The contract with agents or distributors should cover key points including the products concerned, the territory, exclusivity (or not), any exceptions, pricing, commission, payment terms, period, confidentiality, after sales care and marketing.


Franchising

Franchising My offers the opportunity to secure the distribution for products and services faster than what would otherwise be the case.   The franchisor may be able to increase purchasing power reduced overheads may be able to produce and increase profitability in small units.

The disadvantage of franchising is loss of control.  Although a franchise agreement may impose restrictions the franchisees are independent third parties who maximise profits on their own account.

The franchisee operates his business under the franchisors trade name so that it appears to the outside world to be franchisor.  The franchisor would expect to have significant influence and control over the way the franchisee operates its business.


Franchising Overseas

There are a number of methods of setting up franchises overseas.   The franchisor might grant franchisees directly to a franchisee in the target country.  A joint venture set up between the franchisor and a resident of the target company. A joint venture acts as a franchisor.

The franchisor may grant a master franchise agreement.   This master franchisor is given exclusive right to operate and grant franchises within the territory.   It undertakes to appoint a franchisee on the basis of franchise agreements stipulated by the franchisor.

A master development agreement. The master developer has no right to sub-franchise but is obliged to operate outlets itself.

A franchisor allows the franchisee to use a name  and business methods associated with the franchisor.   The franchisor can exercise its continuing control over the franchisee.  The franchisor provides assistance and the franchisee periodically has to make payments.


Joint Ventures

Joint ventures are a means by which companies and businesses undertake activities and projects jointly. They may be undertaken when a project is beyond the capacity of an individual company. They are particularly important in the cross border context and provide opportunities for a company to enter into new markets and industries abroad.

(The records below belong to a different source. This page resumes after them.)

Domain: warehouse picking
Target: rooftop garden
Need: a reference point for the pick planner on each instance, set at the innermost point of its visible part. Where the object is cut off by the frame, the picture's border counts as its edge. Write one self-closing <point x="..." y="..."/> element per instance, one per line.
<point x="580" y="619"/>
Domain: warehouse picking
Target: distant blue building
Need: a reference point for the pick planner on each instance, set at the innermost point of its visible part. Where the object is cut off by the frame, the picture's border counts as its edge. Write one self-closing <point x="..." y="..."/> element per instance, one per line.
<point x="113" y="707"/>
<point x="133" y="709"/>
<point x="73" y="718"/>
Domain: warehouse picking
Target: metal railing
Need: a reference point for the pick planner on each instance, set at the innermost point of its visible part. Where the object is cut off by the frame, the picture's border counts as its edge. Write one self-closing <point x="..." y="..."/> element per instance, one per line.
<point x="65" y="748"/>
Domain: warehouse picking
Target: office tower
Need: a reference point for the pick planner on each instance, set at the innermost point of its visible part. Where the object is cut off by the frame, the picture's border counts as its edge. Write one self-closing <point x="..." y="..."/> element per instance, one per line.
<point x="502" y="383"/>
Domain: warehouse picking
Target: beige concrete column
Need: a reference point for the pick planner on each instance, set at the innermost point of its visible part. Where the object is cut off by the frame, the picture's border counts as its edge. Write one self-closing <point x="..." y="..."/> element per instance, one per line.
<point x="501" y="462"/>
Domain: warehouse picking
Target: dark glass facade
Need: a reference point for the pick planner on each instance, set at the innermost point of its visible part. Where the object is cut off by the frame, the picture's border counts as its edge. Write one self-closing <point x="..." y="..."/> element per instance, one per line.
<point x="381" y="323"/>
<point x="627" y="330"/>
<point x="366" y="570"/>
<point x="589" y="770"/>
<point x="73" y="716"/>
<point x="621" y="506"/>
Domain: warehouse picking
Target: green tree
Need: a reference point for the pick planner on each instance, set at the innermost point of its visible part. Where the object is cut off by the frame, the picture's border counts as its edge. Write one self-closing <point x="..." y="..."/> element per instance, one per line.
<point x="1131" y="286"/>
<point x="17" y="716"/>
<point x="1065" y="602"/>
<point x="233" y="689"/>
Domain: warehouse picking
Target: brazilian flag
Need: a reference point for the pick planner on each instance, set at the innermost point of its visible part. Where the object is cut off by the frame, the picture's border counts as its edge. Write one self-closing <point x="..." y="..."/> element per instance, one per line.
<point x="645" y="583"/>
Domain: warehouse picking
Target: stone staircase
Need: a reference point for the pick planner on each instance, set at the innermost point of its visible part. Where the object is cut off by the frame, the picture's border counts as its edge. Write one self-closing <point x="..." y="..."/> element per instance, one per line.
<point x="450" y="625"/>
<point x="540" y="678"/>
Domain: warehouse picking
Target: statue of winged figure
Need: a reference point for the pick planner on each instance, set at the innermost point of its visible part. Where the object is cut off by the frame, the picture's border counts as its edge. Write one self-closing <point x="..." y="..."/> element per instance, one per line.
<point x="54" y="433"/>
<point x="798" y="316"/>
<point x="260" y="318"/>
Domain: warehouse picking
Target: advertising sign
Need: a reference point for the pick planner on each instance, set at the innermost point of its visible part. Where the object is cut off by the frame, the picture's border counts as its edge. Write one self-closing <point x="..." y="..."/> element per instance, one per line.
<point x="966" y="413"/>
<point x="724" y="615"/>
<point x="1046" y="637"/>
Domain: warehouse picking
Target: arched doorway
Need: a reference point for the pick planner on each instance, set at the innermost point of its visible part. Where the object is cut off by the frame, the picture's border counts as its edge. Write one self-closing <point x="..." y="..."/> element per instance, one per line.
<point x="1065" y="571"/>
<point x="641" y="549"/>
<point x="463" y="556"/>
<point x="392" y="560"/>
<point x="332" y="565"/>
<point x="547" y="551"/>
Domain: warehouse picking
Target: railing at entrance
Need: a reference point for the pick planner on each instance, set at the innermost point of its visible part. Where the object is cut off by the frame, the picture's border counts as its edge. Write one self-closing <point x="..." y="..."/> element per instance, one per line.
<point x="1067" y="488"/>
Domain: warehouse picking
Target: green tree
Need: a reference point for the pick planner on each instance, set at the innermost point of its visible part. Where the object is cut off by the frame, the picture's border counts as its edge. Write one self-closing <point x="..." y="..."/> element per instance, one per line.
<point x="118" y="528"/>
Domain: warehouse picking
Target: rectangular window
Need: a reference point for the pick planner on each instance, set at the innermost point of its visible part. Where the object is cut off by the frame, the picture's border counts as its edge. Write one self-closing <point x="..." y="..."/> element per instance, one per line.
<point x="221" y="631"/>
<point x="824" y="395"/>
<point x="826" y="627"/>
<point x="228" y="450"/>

The terms of a joint venture are entirely a matter for agreement.  There are a number of different means by which joint ventures are structured.  If one or more business are based in different countries it is usually desirable to form a new vehicle or company in the overseas jurisdiction.

The first choice to be made is whether or not a separate legal entity will be established as a vehicle for the joint venture.   The alternative is to proceed with another arrangement such as legal partnership or limited liability partnership under new UK legislation.  A further possibility is a purely contractual cooperation agreement.

The forms reflect different degrees of integration. Under a corporate structure, all trading activities, assets and liabilities relating to the venture are placed in a single vehicle or its subsidiary.  Where the arrangement is in the nature of a relationship and there is no pooling of assets a sharing of revenue and costs under the terms of a contract may suffice.